Cannes 2017 : La vengeance des femmes

par Philippe Gajan

Cannes : La vengeance des femmes

Venir à Cannes pour un cinglé de cinéma, c’est chaque année faire un reset de son ordinateur cerveau personnel,  une mise au point (ou à niveau). Attention, ce n’est pas changer d’ordinateur,  ni même de système d’exploitation.  Non, c’est faire de la place pour de nouveaux films, de nouveaux auteurs. C’est prendre des nouvelles de son panthéon personnel (Dumont, Kawase, Loznitsa, entre autres pour moi cette année). C’est flâner dans d’autres univers, faire des visites de politesse chez ceux dont le cinéma, les histoires ou les sujets nous intéressent moins… Mais c’est surtout tenter de rester disponible pour ce moment où votre regard sera changer à jamais, pour toujours. C’est sortir en jubilant de Jeannette ou ému comme jamais du film de Naomi Kawase. C’est comprendre que la simplicité de Garrel est un sommet dans l’art multiforme du cinéma que peu atteindront. Et c’est surtout surtout découvrir de nouvelles voix, de nouvelles voies, de nouvelles pistes de réflexions pour appréhender le cinéma et son rapport au monde.

Et cette année, ce sont souvent des réalisatrices qui nous offert ces moments. On l’attendait,  on le pressentait et, faut-il le préciser après les polémiques des années précédentes, on l’espérait.

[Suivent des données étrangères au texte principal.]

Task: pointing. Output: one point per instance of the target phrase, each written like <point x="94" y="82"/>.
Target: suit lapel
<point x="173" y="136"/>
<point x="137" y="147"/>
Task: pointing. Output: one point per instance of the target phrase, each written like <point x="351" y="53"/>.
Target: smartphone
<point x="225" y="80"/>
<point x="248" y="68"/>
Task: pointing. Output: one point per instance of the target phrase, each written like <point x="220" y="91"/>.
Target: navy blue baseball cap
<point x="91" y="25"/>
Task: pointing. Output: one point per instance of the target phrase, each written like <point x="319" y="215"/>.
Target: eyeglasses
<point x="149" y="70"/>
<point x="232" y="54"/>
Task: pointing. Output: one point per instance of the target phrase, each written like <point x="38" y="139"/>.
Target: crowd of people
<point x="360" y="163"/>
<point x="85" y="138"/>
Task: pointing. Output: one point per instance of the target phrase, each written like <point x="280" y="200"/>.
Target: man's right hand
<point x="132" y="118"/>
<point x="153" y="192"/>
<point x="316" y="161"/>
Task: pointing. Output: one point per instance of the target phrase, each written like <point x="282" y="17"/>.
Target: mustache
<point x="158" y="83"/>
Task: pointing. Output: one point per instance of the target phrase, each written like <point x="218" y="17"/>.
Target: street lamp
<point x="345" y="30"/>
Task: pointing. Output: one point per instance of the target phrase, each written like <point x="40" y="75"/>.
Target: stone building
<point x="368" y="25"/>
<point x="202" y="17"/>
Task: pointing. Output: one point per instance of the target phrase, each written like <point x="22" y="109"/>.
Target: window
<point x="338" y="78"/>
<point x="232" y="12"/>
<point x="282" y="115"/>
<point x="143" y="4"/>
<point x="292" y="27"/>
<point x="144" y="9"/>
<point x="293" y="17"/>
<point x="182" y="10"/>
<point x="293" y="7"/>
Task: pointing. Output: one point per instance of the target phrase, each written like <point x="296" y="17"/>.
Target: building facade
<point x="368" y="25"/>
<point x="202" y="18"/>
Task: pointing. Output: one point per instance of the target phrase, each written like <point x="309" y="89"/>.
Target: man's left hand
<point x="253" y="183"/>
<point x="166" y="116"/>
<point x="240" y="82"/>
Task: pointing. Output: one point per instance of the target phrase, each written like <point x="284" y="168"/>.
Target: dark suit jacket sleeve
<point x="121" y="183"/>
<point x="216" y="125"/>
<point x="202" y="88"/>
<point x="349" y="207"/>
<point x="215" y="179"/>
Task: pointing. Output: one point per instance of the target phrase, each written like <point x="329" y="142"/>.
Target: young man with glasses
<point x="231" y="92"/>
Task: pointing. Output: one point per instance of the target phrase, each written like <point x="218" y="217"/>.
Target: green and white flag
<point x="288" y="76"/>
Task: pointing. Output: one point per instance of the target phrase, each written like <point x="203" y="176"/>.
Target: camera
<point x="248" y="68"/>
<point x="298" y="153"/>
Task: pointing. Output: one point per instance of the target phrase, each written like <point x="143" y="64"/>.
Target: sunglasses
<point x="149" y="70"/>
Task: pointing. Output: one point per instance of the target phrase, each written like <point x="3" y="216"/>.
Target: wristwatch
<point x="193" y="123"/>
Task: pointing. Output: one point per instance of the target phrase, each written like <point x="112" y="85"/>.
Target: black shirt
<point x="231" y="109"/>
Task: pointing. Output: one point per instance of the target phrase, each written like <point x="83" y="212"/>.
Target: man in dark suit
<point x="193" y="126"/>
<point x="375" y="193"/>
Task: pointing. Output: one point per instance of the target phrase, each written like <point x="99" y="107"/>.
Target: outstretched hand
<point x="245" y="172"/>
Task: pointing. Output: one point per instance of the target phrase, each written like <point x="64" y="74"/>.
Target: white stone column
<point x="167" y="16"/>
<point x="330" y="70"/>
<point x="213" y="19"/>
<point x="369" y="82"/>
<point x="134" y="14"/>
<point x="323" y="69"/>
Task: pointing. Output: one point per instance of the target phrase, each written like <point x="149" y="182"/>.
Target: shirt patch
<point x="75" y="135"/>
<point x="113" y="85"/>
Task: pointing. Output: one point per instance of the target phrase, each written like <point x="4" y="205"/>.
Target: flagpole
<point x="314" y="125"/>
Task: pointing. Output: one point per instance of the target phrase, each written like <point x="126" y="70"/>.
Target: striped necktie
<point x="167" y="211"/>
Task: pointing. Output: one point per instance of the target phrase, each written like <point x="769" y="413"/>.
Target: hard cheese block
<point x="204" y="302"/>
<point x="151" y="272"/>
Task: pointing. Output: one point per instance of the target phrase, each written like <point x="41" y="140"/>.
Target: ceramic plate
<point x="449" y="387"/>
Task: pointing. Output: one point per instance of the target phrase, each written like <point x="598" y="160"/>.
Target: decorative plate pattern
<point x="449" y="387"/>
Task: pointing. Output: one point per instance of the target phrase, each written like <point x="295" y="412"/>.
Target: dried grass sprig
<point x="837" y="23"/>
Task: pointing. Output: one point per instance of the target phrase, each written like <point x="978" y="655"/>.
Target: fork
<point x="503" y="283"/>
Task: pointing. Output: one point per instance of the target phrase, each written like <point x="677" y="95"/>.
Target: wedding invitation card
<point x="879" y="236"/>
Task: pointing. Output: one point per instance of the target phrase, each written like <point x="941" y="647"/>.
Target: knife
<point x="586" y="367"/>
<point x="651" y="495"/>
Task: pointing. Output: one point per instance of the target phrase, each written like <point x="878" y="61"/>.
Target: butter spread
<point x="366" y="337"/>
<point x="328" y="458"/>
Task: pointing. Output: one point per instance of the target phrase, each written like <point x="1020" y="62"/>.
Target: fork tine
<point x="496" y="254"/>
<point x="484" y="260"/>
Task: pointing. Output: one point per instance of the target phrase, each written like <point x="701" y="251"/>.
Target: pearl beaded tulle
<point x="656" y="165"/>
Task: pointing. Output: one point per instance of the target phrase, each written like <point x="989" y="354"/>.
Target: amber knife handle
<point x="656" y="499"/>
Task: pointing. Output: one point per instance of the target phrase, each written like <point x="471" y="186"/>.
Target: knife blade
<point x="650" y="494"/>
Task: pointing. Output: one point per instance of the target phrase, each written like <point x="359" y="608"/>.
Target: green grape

Du côté des sections parallèles,  elles sont Indonésienne (Mouly Surya avec Marlina la tueuse en 4 actes) ou Zambienne (Rungano Nyoni pour I am not a Witch). Elles parlent la langue du cinéma mais aussi celles des femmes, celles de leurs héroïnes. Ce cinéma à cette étonnante capacité à être autant local (par ses histoires,  par sa langue, par ses paysages, …) qu’universel par ses thèmes. À la fois déstabilisé par le contexte et en terrain connu, le spectateur occidental peut connecter son propre imaginaire, ses propres références,  à ces contrées aussi réelles que magiques pour lui.

La tueuse Marlina ou la petite sorcière Shula évoluent dans des mondes régis par les hommes mais de victimes (des structures de la société comme de ses préjugés ) elles vont devenir actrices, elles vont imposer leur droit et leur désirs. Le temps d’un film certes…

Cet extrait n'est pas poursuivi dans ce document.